Thanks, I bought an arm in for sale section yesterday! Did you manage to get the nut off the original arm without damaging it? On another note I hope the wife is happy with it when she gets home, its slightly narrower and much better looking than our old filter machine.


----------



## Glenn (Jun 14, 2008)

Mine was pre-fitted by its previous owner.

Don't worry about the space now. In a short space of time you will have a whole coffee corner...


----------



## The Systemic Kid (Nov 23, 2012)

Savo said:


> Well I've only just joined the forum about a week ago and am thrilled about getting my first espresso machine from a fellow forum member really well wrapped and in great condition.


Your Classic sure looks shiny and well cared for. Don't forget to replenish the boiler after steaming by turning on the brew switch until the spluttering stops - your boiler element will thank you for that piece of love and kindness.


----------



## Big Tony (Dec 18, 2012)

Grea machine... well done mate.

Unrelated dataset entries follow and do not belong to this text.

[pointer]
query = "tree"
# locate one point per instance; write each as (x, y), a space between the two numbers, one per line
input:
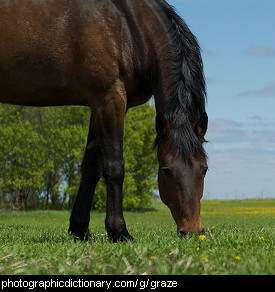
(41, 150)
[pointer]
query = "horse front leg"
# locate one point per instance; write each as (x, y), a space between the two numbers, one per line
(90, 174)
(110, 124)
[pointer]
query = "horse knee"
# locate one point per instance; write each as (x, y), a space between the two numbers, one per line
(113, 171)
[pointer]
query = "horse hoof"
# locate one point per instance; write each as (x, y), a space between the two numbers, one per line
(120, 236)
(83, 235)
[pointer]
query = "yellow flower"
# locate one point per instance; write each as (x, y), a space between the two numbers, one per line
(202, 237)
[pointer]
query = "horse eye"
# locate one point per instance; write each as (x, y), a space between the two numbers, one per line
(167, 171)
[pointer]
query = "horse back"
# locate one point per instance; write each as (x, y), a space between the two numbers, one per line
(67, 52)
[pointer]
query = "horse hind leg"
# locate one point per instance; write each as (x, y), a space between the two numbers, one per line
(90, 175)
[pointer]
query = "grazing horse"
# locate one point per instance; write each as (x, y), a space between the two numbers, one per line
(111, 55)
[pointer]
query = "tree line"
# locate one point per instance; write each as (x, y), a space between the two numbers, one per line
(41, 150)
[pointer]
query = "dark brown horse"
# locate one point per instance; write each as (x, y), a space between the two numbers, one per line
(111, 55)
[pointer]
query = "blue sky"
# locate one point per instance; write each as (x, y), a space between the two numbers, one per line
(237, 38)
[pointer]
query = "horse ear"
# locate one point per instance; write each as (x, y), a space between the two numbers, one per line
(200, 126)
(161, 124)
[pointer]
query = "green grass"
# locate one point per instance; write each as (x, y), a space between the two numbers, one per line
(239, 239)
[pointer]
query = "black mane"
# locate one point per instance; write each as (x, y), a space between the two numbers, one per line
(188, 91)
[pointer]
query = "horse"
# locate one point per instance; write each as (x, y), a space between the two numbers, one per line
(111, 55)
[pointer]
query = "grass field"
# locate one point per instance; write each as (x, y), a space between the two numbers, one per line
(239, 239)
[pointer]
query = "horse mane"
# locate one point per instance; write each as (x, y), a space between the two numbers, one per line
(188, 90)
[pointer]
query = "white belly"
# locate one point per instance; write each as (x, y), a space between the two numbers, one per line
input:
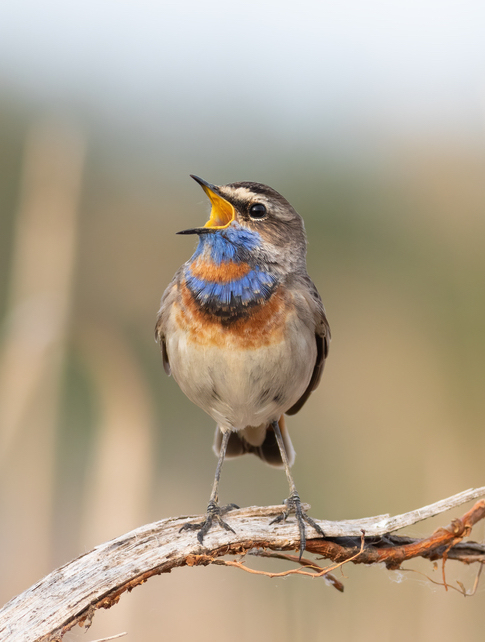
(240, 387)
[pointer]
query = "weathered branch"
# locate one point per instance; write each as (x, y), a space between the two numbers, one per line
(72, 593)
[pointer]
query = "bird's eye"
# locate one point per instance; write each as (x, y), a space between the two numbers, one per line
(258, 210)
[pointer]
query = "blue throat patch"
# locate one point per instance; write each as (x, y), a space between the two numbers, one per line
(232, 298)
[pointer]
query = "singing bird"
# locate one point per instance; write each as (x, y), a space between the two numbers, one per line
(243, 331)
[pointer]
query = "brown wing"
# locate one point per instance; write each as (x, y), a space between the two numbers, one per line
(322, 338)
(166, 302)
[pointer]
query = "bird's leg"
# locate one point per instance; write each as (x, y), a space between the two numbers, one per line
(214, 511)
(293, 503)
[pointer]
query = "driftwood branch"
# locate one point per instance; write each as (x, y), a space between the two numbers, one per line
(72, 593)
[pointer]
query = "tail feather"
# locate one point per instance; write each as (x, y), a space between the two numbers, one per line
(260, 441)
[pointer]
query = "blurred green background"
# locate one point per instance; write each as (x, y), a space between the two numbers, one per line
(370, 118)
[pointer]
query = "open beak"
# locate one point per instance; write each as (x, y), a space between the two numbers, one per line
(222, 212)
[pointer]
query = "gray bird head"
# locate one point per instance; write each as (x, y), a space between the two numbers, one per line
(257, 209)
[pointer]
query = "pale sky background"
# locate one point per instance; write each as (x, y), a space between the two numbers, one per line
(334, 69)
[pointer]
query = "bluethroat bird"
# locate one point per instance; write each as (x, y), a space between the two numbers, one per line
(243, 331)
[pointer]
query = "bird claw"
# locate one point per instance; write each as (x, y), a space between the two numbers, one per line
(214, 514)
(293, 505)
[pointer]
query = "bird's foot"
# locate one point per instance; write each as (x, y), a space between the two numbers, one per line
(293, 505)
(214, 514)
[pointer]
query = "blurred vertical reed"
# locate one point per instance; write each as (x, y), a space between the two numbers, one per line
(34, 343)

I've had mine for a few months now. I've done the steam arm mod, the OPV mod and regularly descale and backflush. Let me know if you need any advice


----------



## Gangstarrrrr (Mar 4, 2013)

Big Tony said:


> Grea machine... well done mate. I've had mine for a few months now. I've done the steam arm mod, the OPV mod and regularly descale and backflush. Let me know if you need any advice


Tony, did you notice much of a difference with the OPV mod? Was it easy to do?


----------



## Savo (Apr 9, 2013)

Thanks, starting to feel a bit sick now, too much coffee. Right I was emailed instructions with the machine, I'm switching on the 1st switch for about 5 mins, then pressing the 3rd switch for about 25 seconds for the shot, then pressing the middle button until the light comes back on & then steaming the milk. Then I'm chucking the milk & shot into a mug and drinking it







. I have ordered a milk thermometer, jug & cappuccino cups.


----------



## Big Tony (Dec 18, 2012)

Gangstarrrrr said:


> Tony, did you notice much of a difference with the OPV mod? Was it easy to do?


Easy peasy mate.... as long as you have a socket set?






bit shaky but it worked for me


----------



## Savo (Apr 9, 2013)

Did you use that type of gauge connected to the wand?


----------



## Big Tony (Dec 18, 2012)

No mate, I used one that screwed into the bottom of the pf. CoffeeChap does the OPV mods all the time and says that most require a 90 degree turn anti clockwise. My pressure gauge was a bit faulty so I just went with that. I now don't get any spluttering and the shots seem a little smoother.


----------